The herbicide glufosinate was classified by the Federal Ministry of Food and Agriculture as reproductively toxic in relation to mammals and humans and is therefore no longer permitted in Germany. However, this does not prevent the German company BASF from continuing to export glufosinate to Brazil. The herbicide is also still used in some EU countries and in Switzerland (as of August 2021).
The herbicide haloxyfop was removed from the list of permitted active substances in the EU in December 2020, but is still permitted in other countries such as Switzerland. Animal studies have u. shown that the active substance impairs the function of the liver and kidneys and reduces the ability to reproduce.

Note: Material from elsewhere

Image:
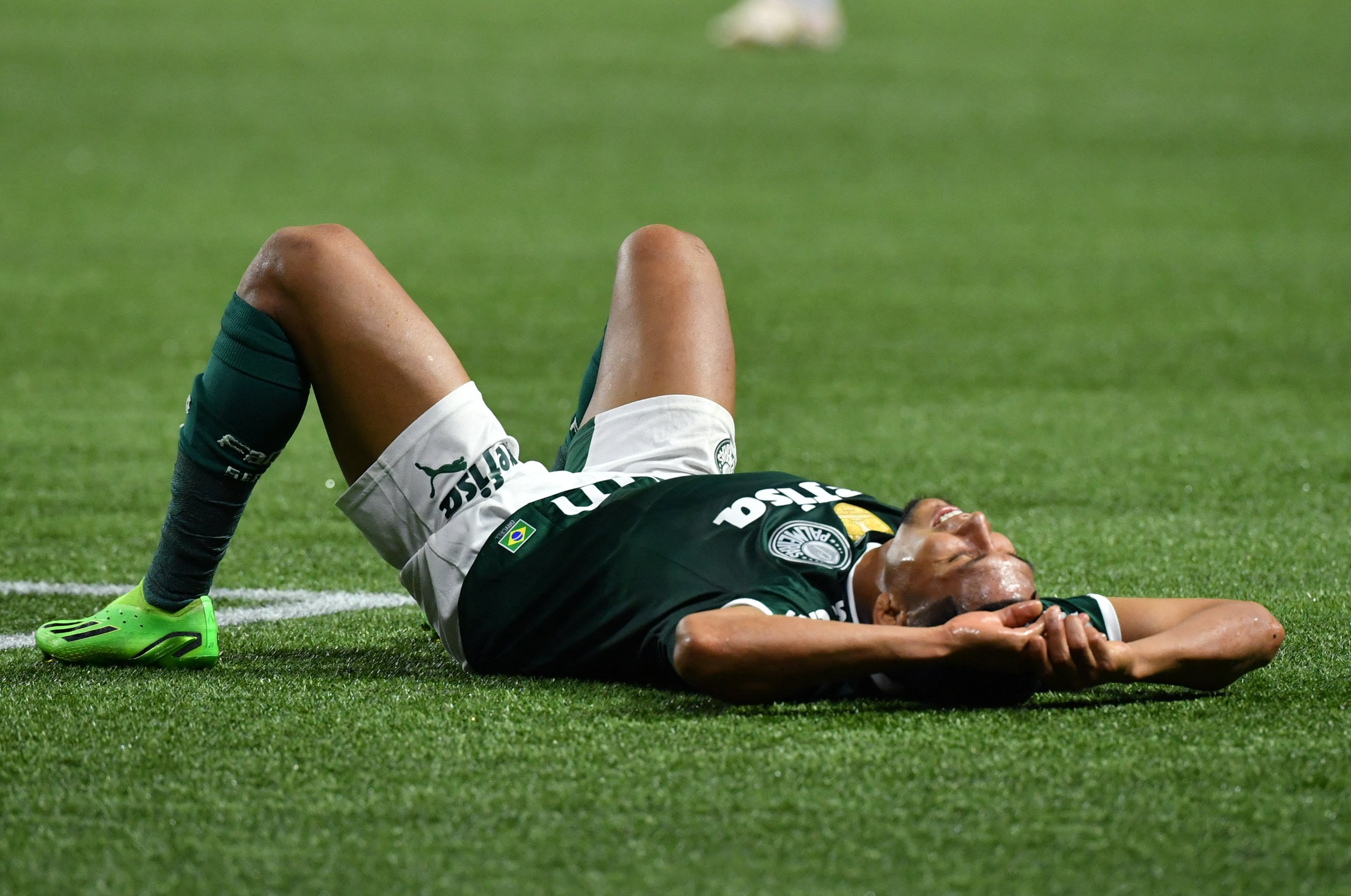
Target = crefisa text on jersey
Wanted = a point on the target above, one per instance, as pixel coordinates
(745, 511)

Germ inhibitors are harmful
Conventionally produced potatoes are not only treated with chemicals before but also after harvesting, which are intended to prevent the potatoes from sprouting prematurely. Until 2020, the germ inhibitor chlorpropham was primarily used (more than 50 percent of the tubers contained residues), which was banned due to a possible health risk to humans and animals (e.g. cancer, damage to the liver and kidneys).
The germ inhibitor 1,4-dimethylnaphthalene is now used as an alternative, which is known to be extremely toxic to aquatic organisms – and that’s in the long term.
Organic tubers are better
It is not uncommon to hear or read that it doesn’t matter whether you buy products from conventional or organic cultivation. The chemical and veterinary investigation office in Stuttgart, which carries out analyzes of all kinds of food year after year, vehemently contradicts this.
In the years 2016 to 2020, a total of 44 samples of organic potatoes were examined for pesticide residues. Residues were only identified in 2 samples and in principle no multiple residues at all. Germ inhibitors can also be ruled out with organic tubers. Potatoes usually contain organic where it says organic.